The SVD of Convolutional Weights: A CNN Interpretability Framework
This work provides a new interpretability framework for CNNs, addressing the need to understand model reasoning in image classification, though it appears incremental as it extends SVD methods from fully connected to convolutional layers.
The authors tackled the problem of interpreting convolutional neural networks by defining a singular value decomposition for convolutional weight tensors, which reveals correlations between filters and identifies important features using singular vectors, and they validated this approach with random matrix theory and introduced the DeepDataProfiler library for analysis.

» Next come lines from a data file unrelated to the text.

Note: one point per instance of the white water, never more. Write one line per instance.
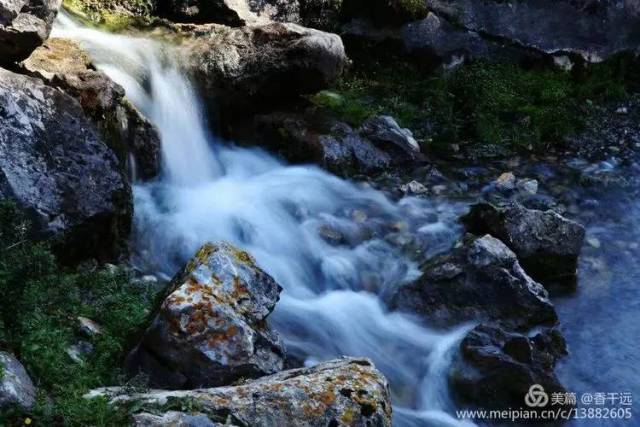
(332, 303)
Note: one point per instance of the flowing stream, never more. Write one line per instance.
(333, 298)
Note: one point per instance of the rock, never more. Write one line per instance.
(235, 13)
(115, 14)
(385, 13)
(211, 328)
(414, 187)
(53, 164)
(496, 369)
(24, 25)
(261, 65)
(385, 131)
(77, 352)
(340, 392)
(479, 280)
(506, 182)
(594, 30)
(88, 327)
(16, 387)
(528, 186)
(64, 64)
(321, 14)
(546, 243)
(335, 146)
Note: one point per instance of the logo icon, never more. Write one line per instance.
(536, 397)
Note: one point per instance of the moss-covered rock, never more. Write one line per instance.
(64, 64)
(114, 14)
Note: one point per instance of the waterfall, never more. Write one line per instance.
(333, 298)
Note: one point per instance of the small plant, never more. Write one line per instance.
(39, 309)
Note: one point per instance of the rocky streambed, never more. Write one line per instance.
(426, 279)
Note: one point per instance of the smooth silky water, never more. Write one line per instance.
(333, 298)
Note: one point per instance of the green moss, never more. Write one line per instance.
(39, 309)
(113, 15)
(491, 105)
(415, 9)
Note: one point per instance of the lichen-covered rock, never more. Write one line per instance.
(386, 13)
(63, 63)
(16, 388)
(24, 25)
(495, 368)
(481, 279)
(54, 165)
(229, 12)
(593, 29)
(547, 244)
(212, 327)
(261, 65)
(343, 392)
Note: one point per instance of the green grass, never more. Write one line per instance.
(504, 105)
(40, 304)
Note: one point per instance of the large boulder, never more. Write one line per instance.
(481, 279)
(496, 369)
(53, 163)
(63, 63)
(592, 29)
(212, 327)
(261, 65)
(547, 244)
(24, 25)
(16, 388)
(343, 392)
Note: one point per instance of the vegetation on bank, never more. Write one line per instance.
(113, 15)
(38, 323)
(490, 104)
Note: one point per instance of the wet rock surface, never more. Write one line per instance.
(16, 388)
(594, 30)
(346, 391)
(24, 25)
(547, 244)
(481, 279)
(495, 368)
(259, 65)
(55, 167)
(64, 64)
(211, 328)
(229, 12)
(377, 145)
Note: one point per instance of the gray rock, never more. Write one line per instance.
(64, 64)
(211, 328)
(258, 65)
(481, 279)
(24, 25)
(229, 12)
(341, 392)
(384, 130)
(547, 244)
(495, 368)
(16, 387)
(174, 419)
(335, 146)
(88, 327)
(54, 165)
(592, 29)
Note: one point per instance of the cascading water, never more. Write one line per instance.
(333, 298)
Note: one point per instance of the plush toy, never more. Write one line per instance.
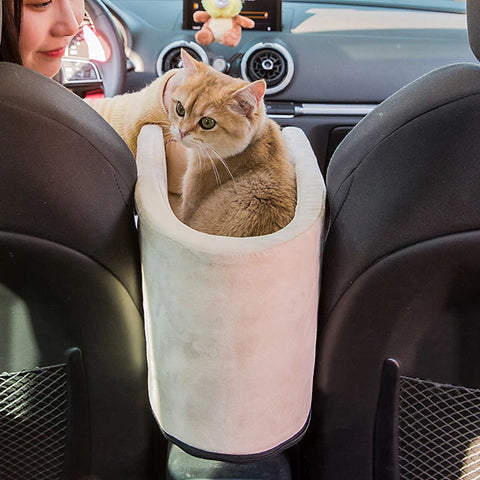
(221, 22)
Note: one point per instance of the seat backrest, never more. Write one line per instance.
(73, 395)
(400, 294)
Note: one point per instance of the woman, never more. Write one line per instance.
(35, 33)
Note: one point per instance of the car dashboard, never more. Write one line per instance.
(327, 66)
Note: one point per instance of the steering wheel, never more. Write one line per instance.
(113, 71)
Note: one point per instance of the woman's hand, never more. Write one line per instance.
(172, 83)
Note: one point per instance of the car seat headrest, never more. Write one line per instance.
(473, 24)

Deep neural networks used for image classification often use convolutional filters to extract distinguishing features before passing them to a linear classifier. Most interpretability literature focuses on providing semantic meaning to convolutional filters to explain a model's reasoning process and confirm its use of relevant information from the input domain. Fully connected layers can be studied by decomposing their weight matrices using a singular value decomposition, in effect studying the correlations between the rows in each matrix to discover the dynamics of the map. In this work we define a singular value decomposition for the weight tensor of a convolutional layer, which provides an analogous understanding of the correlations between filters, exposing the dynamics of the convolutional map. We validate our definition using recent results in random matrix theory. By applying the decomposition across the linear layers of an image classification network we suggest a framework against which interpretability methods might be applied using hypergraphs to model class separation. Rather than looking to the activations to explain the network, we use the singular vectors with the greatest corresponding singular values for each linear layer to identify those features most important to the network. We illustrate our approach with examples and introduce the DeepDataProfiler library, the analysis tool used for this study.